On the surface they seem like such easy questions to which the answer is ‘yes’. But, as ever, the devil is in the detail and the good news is that. The "EU Internal Security Strategy in Action" adopted by the Commission on 22 November and presented by the Commissioner Cecilia Malmström provides the context and insight we need to start working out such details. One of the five pillars the strategy entails is to “Raise levels of security for citizens and businesses in cyberspace”. What is commendable, in my view, is that the Commission resists the temptation to enumerate or prioritize the threats that should be addressed, and focus on the actions:
- Lack of expertise – and lack of training programs to build and maintain this expertise
- Lack of data – and lack of ways for citizens and industry to report the incidents they see
- Lack of communication – and lack of platforms where law enforcement and the private sector can meet and share information under the rule of law.
Protection our society from attacks is a battle like any other. To win you need:
- Well trained personnel
- Intelligence and data on your opponents, and
- Effective communications between those who have the data and those who need it.
Although we still have much to do in the struggle to beat cybercrime, we welcome and actively support the European Commission’s strategy in many different areas, such as:
- To build expertise, Microsoft has been a founding industry member of the 2CENTRE project, a network of national centres of excellence against cybercrime bringing together academia, law enforcement and industry, co-funded by Directorate General Home Affairs. Today it is about to start in Ireland and France, Belgium should follow in a matter of a few months, and already other countries outside Europe look at this concept as a promising solution.

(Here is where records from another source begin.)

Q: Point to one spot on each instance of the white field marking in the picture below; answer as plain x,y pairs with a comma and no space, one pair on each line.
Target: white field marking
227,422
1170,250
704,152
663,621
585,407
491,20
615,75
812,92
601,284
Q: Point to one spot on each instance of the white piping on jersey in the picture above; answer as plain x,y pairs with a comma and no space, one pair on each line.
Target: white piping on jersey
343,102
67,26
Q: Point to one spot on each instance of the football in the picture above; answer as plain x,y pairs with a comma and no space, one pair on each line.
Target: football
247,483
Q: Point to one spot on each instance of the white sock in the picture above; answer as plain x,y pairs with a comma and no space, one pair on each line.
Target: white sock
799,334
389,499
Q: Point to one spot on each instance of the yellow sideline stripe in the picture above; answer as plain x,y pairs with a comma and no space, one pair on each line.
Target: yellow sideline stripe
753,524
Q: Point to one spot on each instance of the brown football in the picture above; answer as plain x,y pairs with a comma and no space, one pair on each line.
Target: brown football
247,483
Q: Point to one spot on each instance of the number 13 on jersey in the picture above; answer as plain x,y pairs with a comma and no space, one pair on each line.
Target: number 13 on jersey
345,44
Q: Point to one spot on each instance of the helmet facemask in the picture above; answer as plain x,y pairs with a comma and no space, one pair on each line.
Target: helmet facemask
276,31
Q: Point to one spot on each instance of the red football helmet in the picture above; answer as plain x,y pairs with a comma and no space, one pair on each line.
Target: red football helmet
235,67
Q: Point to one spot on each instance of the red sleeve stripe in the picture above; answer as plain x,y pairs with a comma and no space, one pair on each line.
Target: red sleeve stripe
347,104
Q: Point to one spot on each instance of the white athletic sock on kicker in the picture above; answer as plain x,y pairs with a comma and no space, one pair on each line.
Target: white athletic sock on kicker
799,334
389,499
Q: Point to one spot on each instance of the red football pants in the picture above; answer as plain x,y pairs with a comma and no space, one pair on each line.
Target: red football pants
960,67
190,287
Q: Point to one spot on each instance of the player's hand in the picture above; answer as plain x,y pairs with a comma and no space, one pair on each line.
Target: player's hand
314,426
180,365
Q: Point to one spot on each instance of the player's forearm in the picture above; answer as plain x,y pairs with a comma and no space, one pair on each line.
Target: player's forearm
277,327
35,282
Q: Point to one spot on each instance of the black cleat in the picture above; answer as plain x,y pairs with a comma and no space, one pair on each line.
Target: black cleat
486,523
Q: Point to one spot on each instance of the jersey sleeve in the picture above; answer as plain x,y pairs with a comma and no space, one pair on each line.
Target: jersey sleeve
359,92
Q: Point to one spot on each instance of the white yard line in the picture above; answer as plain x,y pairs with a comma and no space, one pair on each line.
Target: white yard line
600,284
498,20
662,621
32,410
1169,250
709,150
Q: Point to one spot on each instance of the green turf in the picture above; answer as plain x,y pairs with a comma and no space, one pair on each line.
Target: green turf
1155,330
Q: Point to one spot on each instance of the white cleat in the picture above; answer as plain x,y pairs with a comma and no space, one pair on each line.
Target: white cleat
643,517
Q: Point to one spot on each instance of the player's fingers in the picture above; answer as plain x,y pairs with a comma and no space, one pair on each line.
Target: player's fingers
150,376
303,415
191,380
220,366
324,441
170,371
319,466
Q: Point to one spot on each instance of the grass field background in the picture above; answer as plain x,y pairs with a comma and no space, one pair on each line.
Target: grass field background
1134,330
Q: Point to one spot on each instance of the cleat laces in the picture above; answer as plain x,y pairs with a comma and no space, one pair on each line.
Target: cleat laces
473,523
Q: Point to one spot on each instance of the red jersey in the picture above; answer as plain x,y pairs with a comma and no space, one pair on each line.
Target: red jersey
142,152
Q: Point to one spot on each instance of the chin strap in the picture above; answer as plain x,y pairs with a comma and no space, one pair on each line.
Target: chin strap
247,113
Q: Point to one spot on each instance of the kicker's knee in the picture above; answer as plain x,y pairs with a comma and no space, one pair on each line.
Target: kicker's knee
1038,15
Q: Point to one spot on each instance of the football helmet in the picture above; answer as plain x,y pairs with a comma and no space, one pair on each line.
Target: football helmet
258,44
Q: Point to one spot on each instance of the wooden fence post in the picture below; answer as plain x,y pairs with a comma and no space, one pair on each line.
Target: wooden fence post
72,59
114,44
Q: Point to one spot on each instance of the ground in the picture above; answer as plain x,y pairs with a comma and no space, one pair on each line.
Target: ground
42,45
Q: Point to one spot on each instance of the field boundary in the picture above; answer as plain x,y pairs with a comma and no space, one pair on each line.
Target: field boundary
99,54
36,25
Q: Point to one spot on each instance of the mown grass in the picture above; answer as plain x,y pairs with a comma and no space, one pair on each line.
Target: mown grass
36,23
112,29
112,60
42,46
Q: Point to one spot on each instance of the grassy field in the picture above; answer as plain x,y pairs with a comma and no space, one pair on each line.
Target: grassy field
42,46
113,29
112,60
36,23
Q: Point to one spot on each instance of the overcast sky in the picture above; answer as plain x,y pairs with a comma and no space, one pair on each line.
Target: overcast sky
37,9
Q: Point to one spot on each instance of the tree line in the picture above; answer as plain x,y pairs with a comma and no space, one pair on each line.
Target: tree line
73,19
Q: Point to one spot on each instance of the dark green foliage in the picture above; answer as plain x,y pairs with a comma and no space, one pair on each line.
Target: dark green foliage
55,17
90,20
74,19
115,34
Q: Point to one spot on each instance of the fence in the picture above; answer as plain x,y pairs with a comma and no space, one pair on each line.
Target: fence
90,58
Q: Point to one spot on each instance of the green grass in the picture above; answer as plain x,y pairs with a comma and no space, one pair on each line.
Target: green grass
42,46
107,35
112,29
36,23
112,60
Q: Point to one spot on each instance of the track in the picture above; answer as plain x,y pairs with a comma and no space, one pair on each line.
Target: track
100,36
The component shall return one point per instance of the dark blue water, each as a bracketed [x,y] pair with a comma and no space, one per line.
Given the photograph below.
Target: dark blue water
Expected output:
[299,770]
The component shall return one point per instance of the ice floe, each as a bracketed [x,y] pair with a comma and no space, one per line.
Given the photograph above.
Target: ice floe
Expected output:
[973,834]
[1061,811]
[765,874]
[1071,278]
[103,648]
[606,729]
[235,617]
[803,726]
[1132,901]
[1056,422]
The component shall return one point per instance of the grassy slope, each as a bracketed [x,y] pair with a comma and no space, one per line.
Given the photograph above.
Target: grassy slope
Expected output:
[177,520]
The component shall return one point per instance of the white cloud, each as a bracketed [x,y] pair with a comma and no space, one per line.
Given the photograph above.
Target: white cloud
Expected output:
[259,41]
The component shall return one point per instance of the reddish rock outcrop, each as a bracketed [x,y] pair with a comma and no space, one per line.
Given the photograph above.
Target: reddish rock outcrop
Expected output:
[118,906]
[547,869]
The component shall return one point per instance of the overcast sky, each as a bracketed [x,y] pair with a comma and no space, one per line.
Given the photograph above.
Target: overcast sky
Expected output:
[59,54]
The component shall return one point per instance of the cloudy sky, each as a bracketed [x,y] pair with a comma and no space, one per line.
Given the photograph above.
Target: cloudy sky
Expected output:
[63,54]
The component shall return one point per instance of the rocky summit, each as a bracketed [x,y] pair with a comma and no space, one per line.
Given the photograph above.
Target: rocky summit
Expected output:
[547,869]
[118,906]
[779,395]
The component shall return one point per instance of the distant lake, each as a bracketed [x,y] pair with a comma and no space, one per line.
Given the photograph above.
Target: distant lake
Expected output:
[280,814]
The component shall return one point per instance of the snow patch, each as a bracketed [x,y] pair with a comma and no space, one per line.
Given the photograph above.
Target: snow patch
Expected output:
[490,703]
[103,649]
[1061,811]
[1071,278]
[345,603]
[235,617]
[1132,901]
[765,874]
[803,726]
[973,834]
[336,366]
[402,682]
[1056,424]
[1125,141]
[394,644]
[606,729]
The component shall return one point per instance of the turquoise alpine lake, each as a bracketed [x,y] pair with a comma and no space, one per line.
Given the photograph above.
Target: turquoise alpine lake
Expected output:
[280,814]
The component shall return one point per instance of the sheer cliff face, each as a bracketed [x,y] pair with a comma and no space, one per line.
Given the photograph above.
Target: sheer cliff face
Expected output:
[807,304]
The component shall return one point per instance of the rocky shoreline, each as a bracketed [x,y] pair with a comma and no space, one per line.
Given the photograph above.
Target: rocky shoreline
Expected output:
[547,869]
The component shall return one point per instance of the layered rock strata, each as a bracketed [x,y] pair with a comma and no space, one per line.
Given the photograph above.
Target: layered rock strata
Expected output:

- To provide data, Microsoft chairs Signal Spam in France, a spam reporting centre bringing together the industry players that make up the email ecosystem - access providers, email marketing senders, security vendors and authorities, from data protection authority to law enforcement and including the networks security agency. Canada is about to launch a similar centre in 2011, and Signal Spam will be presented to the European Commission to see how its concept could be expanded in more countries in Europe.
- To provide a platform for communications, Microsoft was the first company to work with the Directorate General Home Affairs in launching CICILE, the Contact Initiative against Cybercrime for Industry and Law Enforcement.
2CENTRE, Signal Spam, CICILE, are three projects which are the result of many years of discussions with many other experts from industry and law enforcement. These projects are still in their infancy, they all need to grow and develop, but as small as they are today, they propose a new way of working together between industry and the public sector, and they are aligned with the strategic objectives of the European Union. For these very reasons I believe they will help to support the European Commission address the core issues of expertise, data and communications.
We look forward cooperating with the European Commission in strengthening the security in Europe.